20240205 カップ塩焼きそばと雪

 雪のため、在宅勤務になる。

 息子も同じく在宅勤務になった。

 たまに重なる日があるのだが、お昼は各々で支度をして食べている。

 支度と言っても、私は大概冷凍うどんをチンするだけ。

 あとは、麺つゆをかけて、すりごまと揚げ玉を乗せれば、美味しくてボリューミーで、何よりこの手軽さがたまらなく好き。
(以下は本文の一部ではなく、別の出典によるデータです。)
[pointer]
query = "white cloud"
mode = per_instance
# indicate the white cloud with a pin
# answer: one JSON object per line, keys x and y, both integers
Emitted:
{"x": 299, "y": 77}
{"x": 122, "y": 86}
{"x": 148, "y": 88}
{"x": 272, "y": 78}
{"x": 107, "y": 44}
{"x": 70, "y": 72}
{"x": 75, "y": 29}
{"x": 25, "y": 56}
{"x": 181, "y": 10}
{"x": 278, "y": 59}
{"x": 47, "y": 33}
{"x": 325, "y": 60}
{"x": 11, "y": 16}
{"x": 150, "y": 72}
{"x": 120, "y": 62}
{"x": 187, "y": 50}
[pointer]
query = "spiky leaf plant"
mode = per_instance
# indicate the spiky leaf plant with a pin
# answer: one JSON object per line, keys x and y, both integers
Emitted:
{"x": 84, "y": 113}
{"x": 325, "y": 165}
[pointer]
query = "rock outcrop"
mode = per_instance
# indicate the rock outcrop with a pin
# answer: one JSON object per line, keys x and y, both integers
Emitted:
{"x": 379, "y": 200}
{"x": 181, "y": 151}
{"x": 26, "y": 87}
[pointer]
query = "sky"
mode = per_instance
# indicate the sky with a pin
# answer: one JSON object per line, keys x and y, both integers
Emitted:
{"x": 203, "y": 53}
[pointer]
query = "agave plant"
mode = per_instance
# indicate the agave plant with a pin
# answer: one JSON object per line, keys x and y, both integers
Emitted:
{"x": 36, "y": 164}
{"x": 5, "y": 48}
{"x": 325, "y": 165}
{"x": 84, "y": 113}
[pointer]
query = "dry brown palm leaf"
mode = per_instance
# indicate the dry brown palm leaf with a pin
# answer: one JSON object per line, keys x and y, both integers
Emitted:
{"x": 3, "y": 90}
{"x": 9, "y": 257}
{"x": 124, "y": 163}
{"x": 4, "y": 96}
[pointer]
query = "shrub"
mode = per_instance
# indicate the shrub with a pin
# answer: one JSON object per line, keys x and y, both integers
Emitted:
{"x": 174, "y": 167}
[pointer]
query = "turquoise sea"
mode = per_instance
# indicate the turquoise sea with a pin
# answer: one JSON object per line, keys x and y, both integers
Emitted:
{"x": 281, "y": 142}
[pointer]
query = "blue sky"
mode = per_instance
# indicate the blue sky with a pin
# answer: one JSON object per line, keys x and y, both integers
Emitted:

しかも麵つゆのおかげでプロの味となるし。

 息子は湯を注いで捨てるだけのカップ塩焼きそばを作っていた。

 で、ひと口貰った。

 このひと口っていうのが、私的に美味しさの秘訣となっている。

 カップ麺類は好きだけど、食べてるうちに飽きてしまい、自分用に1個作っても半分も食べられない我儘女なので、息子と在宅が重なった日に、一口貰うのが密かな楽しみ。

 それに、色々なカップ麺を息子が食べるおかげで、私も色々な味を知ることが出来るという一石五鳥くらいになってる気がする。

 そんな母を持つ息子は最近「ひと口食べるんですか?」と先に聞いてきてくれるようになった。

 さすがです。ありがとう。


 *


 ついつい立ち上がって、窓の外を見る。

 音もなく次から次へと空から落ちてくる雪をずっと見てしまう。

 雪が降りだす前に雨が降ったので、まだまだ積もる気配がない午前中は、安心して雪が見られた。

 雪が生き物に見える時がある。

 目や口はないけれど、ゆらゆらして意志があるような不思議な生命体というイメージ。

 そのイメージは子供の頃からあって、降っている雪は一体一体ばらばらだけど、人間が手でおにぎりのようにぎゅっと丸めると一致団結する。

 辺り一面雪景色になると、それは全部友達とか親戚で、でも、あっちの雪だるまと、こっちの雪だるまは、争ったりもすることもあるから、作る時は気を付けなければいけない。

 何を気を付けるのかは分からないんだけど、とにかく争いが起きない様にしなければならない責任が、人間にある。みたいな。懐かしい。

 そんな子供の頃と、さほど変わらない地域に住んでいるけど、雪が降る日がだんだんと少なくなっている。

 何日も降り続いた時もあったし、大きな雪だるまを幾つも作れるほど積もった。

 その雪だるまも何日も溶けることなく残ってしまい、排気ガスや泥で汚れていき、木で作った手は取れ、そのうち首も落ち、なんとも不憫な姿に変貌していった。

 バケツの水の表面は凍っていたし、軒先につららも出来た。

 ソリでも遊んでいたな。

 今とは全く寒さが違い、温暖化ということを実感する。

 となると、いずれこの地域には冬がなくなってしまうかもしれない。